I can also give you a couple of examples from the medical technology area. You may remember the artificial heart, and especially the heart assist devices? They can certainly be successful, but when the hardware and the first-year costs of these treatments amount to almost $500,000, and it saves one life for a year or two, that's obviously a big health economics issue. It’s the same when you look at the treatment of peripheral vascular disease (when a patient has clotted arteries in the leg). To avoid an amputation, we can put in vascular grafts, and I work with Peter Zilla in South Africa who developed a technology 10 years ago to seed those vascular grafts with endothelial cells from the patient. This improved the performance significantly, and he published paper after paper showing the improved patency rate (i.e., freedom from obstruction). He believes that this is the first type of tissue engineering, which I think it really was, and it improved patients’ lives enormously.
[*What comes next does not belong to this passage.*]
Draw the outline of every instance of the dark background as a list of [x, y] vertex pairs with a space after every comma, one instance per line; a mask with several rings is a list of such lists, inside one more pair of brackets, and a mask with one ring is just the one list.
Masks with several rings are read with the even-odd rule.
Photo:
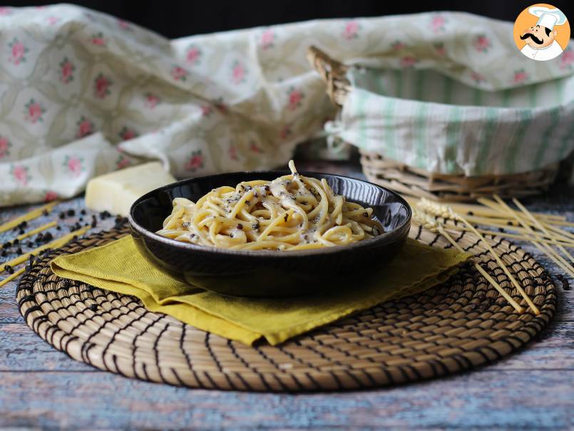
[[[188, 1], [126, 1], [85, 0], [70, 1], [101, 11], [169, 38], [319, 18], [378, 16], [429, 11], [461, 11], [513, 21], [535, 0], [473, 0], [472, 1], [402, 1], [389, 4], [382, 0]], [[39, 6], [53, 1], [12, 1], [6, 6]], [[567, 17], [574, 19], [574, 1], [554, 1]]]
But it was just too expensive for any hospital to take it up. You had to take the patient in, harvest her endothelial cells, and then grow them in the graft for several weeks. It just wasn't going to happen.
Examples like these lead me to conclude that health economics presents a very significant immediate barrier to what we’re trying to do. It’s still unclear to me what a successful business model in regenerative medicine is going to look like.